The number tells us an awful lot about the makeup and direction of travel of the British economy right now and it has profound implications for the way we view and use workplaces. That is because the flat-white sector consists of smaller technology and creative businesses and boasted a GVA of only 8.7 percent as recently as 2013, according to CEBR. The main driver of value in the modern economy is an army of small firms in 21st Century business domains.  

The name given to these firms in the report is a dead giveaway about how they work. It reflects the idea that although they cluster in tech and creative hotspots, especially those that are home to both their own contemporaries and the larger firms with whom they would like to work and link up, they are unable to afford the costs and commitments of occupying space on a longer term basis. And so, they reverted all too often to the coffee shops that gave them their name.

More recently, however, they have started to adopt coworking as their natural habitat, although the social nature of coworking spaces may make a name change unnecessary. Indeed, many of the characteristics of coffee shops enjoyed by such businesses are apparent in coworking spaces.

It’s no coincidence that the flat white sector has grown hand in hand with coworking. In 2013, as the flat white economy was making its presence felt, the number of coworking spaces worldwide was 2,500 with 110,000 members according to Deskmag. According to data compiled by Statista, by 2022 there will be 5.1 million co-workers in the world and London now has nearly 1 million sq. ft. of office space dedicated to coworking. According to broker Office Freedom, a new coworking space opens in London every 5 days on average.

Flat white firms are attracted to such spaces by many of the features that drew them to Starbucks but with added networking potential, greater stability, an improved image and access to more spaces and more facilities. For those that have made the transition from café to coworking, it’s no surprise to find that many of the forms and functions that have nurtured them are to be found in both. 

These include a greater sense of community, affordability, flexibility, a great environment, a great experience and – it should go without saying – great coffee. One of the most important of these is the sense of connection with other people. In a world in which it is perfectly possible to work from home, it is telling that people still prefer to be around others.

So, whether in a café, coworking space or more traditional office, we are seeing a greater increase in the number of communal spaces that bring people together in both informal and formal ways. Here they can share ideas and information, develop relationships and bond around common goals and cultures.

According to a report in the Harvard Business Review, people who work in coworking spaces report levels of thriving of around 6 on a 7-point scale, which is slightly over a point higher than the average for employees who do their jobs in traditional offices. So, it’s no wonder that organisations want to replicate this kind of result in their own offices.

This is having its own effect on more traditional spaces, which are increasingly coming to resemble cafes and coworking spaces as well as homes, hotels and lounges. We are seeing a growing number of products designed specifically to create these hybrid spaces, combining the best features of the office and other types of space. 

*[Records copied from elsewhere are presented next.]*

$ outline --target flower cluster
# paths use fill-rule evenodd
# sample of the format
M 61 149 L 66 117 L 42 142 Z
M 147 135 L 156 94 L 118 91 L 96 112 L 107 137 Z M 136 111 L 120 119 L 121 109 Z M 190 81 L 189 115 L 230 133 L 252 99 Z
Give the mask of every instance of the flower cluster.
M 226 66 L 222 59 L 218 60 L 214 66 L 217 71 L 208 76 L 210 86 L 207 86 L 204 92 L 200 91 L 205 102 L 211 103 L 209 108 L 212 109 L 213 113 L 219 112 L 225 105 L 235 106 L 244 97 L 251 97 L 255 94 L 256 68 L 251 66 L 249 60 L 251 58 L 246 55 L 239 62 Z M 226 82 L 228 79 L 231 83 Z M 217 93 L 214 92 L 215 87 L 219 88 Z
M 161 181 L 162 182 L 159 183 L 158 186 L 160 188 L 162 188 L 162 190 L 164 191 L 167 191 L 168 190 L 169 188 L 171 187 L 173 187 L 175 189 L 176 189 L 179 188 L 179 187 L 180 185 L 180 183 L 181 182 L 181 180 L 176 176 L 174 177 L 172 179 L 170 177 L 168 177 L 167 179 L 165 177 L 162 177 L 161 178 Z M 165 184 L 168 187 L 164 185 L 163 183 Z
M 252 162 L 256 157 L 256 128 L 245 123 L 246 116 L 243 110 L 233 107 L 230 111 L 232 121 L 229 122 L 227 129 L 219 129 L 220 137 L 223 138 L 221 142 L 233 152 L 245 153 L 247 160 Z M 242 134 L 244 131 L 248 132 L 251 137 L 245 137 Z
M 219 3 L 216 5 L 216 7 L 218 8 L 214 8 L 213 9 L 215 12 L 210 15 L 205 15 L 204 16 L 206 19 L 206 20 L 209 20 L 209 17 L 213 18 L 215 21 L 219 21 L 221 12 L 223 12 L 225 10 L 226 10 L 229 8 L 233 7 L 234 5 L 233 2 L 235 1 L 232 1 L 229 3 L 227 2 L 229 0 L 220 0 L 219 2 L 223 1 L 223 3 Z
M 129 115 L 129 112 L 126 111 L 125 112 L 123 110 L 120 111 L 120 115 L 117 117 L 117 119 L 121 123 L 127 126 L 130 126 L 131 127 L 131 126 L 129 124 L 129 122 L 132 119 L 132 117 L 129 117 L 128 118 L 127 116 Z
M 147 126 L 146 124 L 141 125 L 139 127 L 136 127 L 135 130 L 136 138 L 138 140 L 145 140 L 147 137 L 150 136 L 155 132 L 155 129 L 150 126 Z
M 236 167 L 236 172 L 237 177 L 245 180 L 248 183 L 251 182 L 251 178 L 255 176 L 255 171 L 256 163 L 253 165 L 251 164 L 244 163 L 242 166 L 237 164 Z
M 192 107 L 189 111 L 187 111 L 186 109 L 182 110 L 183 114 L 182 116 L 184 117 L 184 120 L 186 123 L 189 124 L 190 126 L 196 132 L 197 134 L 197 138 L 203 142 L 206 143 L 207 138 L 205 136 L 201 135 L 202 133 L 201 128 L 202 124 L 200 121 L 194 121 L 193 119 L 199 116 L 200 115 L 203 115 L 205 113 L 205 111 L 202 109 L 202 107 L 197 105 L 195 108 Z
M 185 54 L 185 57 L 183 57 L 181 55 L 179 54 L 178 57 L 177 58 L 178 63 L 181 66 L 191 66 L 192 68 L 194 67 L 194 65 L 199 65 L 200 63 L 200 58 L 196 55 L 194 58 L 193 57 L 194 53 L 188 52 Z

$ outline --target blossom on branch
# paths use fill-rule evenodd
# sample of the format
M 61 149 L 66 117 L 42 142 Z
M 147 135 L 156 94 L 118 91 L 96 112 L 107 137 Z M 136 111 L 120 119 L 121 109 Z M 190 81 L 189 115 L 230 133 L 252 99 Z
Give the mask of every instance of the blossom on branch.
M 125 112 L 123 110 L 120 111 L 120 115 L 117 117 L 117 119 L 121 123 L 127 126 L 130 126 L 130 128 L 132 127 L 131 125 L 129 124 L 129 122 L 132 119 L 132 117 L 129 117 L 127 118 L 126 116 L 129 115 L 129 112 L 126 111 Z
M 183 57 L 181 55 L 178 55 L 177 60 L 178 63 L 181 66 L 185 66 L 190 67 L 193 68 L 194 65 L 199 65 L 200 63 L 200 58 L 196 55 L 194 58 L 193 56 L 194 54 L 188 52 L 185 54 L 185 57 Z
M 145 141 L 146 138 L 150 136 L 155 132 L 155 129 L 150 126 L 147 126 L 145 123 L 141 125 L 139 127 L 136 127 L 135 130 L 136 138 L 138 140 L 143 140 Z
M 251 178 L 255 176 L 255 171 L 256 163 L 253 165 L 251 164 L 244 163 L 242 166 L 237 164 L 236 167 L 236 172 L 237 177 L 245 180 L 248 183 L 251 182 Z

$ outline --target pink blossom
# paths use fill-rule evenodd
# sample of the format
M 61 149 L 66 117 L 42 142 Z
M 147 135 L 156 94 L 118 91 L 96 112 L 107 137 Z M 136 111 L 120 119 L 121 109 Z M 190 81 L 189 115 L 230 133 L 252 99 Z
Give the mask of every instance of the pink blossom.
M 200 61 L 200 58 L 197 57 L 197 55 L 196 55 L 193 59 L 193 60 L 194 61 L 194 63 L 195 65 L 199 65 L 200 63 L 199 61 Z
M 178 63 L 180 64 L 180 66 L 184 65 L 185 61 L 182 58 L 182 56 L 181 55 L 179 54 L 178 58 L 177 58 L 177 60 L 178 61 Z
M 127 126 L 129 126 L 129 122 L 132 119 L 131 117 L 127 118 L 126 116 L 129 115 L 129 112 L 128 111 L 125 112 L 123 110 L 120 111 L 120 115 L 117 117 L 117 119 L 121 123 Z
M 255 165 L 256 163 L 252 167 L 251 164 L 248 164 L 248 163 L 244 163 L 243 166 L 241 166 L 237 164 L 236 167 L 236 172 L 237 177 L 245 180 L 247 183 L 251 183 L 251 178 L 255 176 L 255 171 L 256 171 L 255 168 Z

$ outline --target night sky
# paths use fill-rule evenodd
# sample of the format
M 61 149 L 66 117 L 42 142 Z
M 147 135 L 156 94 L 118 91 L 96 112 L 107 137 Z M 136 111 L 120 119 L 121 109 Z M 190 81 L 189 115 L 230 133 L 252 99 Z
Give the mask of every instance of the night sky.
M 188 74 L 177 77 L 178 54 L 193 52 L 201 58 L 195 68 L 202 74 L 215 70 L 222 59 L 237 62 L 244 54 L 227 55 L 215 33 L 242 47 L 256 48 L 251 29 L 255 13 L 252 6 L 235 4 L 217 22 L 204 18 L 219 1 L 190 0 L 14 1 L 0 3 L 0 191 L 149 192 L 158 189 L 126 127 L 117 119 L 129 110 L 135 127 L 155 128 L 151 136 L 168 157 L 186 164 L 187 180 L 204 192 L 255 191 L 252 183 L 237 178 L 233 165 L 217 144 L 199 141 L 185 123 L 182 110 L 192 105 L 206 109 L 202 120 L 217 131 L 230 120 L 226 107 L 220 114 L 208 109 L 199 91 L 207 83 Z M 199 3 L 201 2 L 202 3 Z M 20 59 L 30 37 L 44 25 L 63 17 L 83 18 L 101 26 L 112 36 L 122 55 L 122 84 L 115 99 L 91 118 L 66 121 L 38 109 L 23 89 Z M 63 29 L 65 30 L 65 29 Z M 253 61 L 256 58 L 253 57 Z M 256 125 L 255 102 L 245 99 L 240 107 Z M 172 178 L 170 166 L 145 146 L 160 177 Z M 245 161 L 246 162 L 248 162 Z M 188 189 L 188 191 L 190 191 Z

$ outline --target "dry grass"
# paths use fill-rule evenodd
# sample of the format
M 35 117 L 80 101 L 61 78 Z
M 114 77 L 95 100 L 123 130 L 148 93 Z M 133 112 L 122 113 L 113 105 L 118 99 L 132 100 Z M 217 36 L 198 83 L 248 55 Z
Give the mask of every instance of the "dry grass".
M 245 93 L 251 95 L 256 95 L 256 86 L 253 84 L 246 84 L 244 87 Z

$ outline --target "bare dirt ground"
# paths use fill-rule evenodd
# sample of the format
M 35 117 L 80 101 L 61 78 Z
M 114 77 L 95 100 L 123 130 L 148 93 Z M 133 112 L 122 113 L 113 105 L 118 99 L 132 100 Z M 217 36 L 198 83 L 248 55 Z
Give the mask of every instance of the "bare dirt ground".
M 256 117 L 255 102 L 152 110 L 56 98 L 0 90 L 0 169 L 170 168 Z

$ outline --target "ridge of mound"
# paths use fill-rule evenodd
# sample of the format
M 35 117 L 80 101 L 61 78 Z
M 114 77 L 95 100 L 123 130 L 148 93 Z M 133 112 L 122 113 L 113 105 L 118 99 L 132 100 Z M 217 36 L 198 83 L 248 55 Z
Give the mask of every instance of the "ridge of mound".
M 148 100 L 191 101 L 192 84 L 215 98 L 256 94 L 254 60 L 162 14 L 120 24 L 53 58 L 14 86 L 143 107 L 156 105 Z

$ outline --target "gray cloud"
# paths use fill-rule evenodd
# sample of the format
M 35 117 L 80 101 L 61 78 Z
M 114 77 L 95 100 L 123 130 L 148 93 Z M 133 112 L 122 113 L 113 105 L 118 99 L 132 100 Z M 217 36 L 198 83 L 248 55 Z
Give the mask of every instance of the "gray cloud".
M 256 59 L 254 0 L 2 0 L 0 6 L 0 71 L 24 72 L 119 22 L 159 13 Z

The very best modern office design principles have a clear relationship with those of the coffee houses that nurtured the flat white sector and transformed it into such a dynamic element of the economy. The ideas behind this are now applied in new and exciting ways in offices all over the world. And just as flat white firms have colonised coworking spaces and other workplaces, they have brought new ideas with them that are reshaping our relationship with work and the places we do it.